# DOE Study Workflow

Asynchronous DOE Workflow with DOEStudy
=======================================

Demonstrates how to use DOEStudy to persist a Design of Experiments
workflow across multiple sessions. In practice, each "session" below
would be a separate script run (days or weeks apart) with lab work
in between.

The .jaxsr file is a ZIP archive containing:
- meta.json — version, timestamps
- study.json — factor config, design spec, model config, iteration history
- X_design.npy, X_observed.npy, y_observed.npy — NumPy binary arrays

In [1]:
import numpy as np

from jaxsr import DOEStudy

## Session 1: Set up the study and create the initial design

In [2]:
import os
import tempfile

# Use OS-portable temp directory (works on Windows, Linux, macOS)
STUDY_PATH = os.path.join(tempfile.gettempdir(), "polymer_study.jaxsr")
print(f"Study will be saved to: {STUDY_PATH}")
print()

print("=" * 60)
print("SESSION 1: Study setup and initial design")
print("=" * 60)

study = DOEStudy(
    name="polymer_strength",
    description="Optimize tensile strength of a polymer blend",
    factor_names=["temperature", "pressure", "additive_pct"],
    bounds=[(150, 250), (5, 20), (0, 10)],
)

# Generate a space-filling design
X_design = study.create_design(method="latin_hypercube", n_points=15, random_state=42)
print(f"Created {len(X_design)} design points:")
for i, row in enumerate(X_design[:3]):  # Show first 3
    print(f"  {i+1}: temp={row[0]:.1f}, pressure={row[1]:.1f}, additive={row[2]:.1f}")
print("  ...")

# Save study
study.save(STUDY_PATH)
print(f"\nStudy saved to: {STUDY_PATH}")

## Session 2: Add first batch of lab results and fit initial model

In [3]:
print("\n" + "=" * 60)
print("SESSION 2: First batch of results")
print("=" * 60)

# Reload from disk (simulating a new Python session)
study = DOEStudy.load(STUDY_PATH)
print(f"Loaded study: {study.n_observations} observations, {len(study.pending_points)} pending")

# Simulate lab results for the first 8 experiments
# (In practice, these come from real measurements)
X_batch1 = study.design_points[:8]

In [4]:
def true_response(X):
    """Simulated ground truth for the polymer system."""
    T, P, A = X[:, 0], X[:, 1], X[:, 2]
    return 50 + 0.3 * T + 1.5 * P + 2.0 * A - 0.001 * T**2 + np.random.randn(len(T)) * 2

**True response surface:** $$y = 50 + 0.3T + 1.5P + 2.0A - 0.001T^2 + \varepsilon$$

In [5]:
y_batch1 = true_response(X_batch1)

study.add_observations(X_batch1, y_batch1, notes="First 8 experiments from Lab A")
print(f"Added {len(y_batch1)} observations.

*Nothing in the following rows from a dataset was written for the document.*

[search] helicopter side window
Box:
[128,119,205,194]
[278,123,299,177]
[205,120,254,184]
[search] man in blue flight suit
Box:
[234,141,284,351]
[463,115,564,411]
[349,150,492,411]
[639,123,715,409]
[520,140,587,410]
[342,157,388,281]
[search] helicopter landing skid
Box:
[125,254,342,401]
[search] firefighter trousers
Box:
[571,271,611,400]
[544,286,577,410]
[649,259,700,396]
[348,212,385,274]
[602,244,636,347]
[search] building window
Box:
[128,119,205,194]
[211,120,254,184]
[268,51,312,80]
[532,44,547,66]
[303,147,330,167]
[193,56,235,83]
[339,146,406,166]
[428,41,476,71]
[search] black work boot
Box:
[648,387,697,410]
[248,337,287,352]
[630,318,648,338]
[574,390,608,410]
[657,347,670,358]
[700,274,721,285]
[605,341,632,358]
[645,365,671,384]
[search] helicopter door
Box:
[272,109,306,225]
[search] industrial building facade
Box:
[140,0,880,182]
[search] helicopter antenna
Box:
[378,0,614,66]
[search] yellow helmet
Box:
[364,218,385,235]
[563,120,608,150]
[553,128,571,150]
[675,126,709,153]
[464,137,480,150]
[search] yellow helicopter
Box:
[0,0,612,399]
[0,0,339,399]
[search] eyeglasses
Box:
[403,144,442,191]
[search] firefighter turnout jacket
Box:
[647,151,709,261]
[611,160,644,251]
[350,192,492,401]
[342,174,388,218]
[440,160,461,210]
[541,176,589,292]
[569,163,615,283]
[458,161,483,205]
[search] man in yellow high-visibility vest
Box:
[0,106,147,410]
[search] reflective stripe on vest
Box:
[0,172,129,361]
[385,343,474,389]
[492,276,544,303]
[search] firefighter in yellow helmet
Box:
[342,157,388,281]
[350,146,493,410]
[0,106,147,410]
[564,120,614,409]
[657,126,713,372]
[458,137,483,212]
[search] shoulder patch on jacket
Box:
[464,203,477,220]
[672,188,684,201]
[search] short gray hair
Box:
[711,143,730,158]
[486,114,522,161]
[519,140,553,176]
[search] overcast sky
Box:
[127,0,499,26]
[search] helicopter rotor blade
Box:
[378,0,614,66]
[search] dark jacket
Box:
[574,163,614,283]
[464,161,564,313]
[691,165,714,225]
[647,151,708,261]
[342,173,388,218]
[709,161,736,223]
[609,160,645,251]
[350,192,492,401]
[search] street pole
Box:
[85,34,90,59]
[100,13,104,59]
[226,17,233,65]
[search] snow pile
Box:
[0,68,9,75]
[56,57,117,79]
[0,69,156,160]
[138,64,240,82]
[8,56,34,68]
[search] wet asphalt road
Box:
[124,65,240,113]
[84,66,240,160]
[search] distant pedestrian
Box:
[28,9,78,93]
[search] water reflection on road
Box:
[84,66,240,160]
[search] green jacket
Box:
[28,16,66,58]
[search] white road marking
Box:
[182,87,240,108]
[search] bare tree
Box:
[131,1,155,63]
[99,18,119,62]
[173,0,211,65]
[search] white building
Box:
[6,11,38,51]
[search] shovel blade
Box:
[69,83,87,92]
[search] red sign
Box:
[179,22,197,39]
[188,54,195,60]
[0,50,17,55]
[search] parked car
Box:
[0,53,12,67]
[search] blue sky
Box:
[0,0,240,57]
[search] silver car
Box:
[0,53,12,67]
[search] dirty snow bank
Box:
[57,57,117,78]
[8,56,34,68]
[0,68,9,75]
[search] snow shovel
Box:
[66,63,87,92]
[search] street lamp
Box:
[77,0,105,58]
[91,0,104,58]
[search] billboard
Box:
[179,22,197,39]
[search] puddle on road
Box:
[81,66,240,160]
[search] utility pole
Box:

Total: {study.n_observations}")

# Fit an initial model
model = study.fit(max_terms=5)
print(f"\nInitial model: {model.expression_}")
print(f"  MSE = {model._result.mse:.4f}")

# Save progress
study.save(STUDY_PATH)
print(f"\nStudy saved. {len(study.pending_points)} experiments still pending.")

## Session 3: Add remaining results and refine

In [6]:
print("\n" + "=" * 60)
print("SESSION 3: Complete results and refinement")
print("=" * 60)

study = DOEStudy.load(STUDY_PATH)
print(f"Loaded: {study.n_observations} observations, model fitted: {study.is_fitted}")
print(f"Current model: {study.model.expression_}")

# Add the remaining 7 experiments
X_batch2 = study.design_points[8:]
y_batch2 = true_response(X_batch2)
study.add_observations(X_batch2, y_batch2, notes="Remaining 7 experiments")

# Refit with all data
model = study.fit(max_terms=5)
print(f"\nRefined model: {model.expression_}")
print(f"  MSE = {model._result.mse:.4f}")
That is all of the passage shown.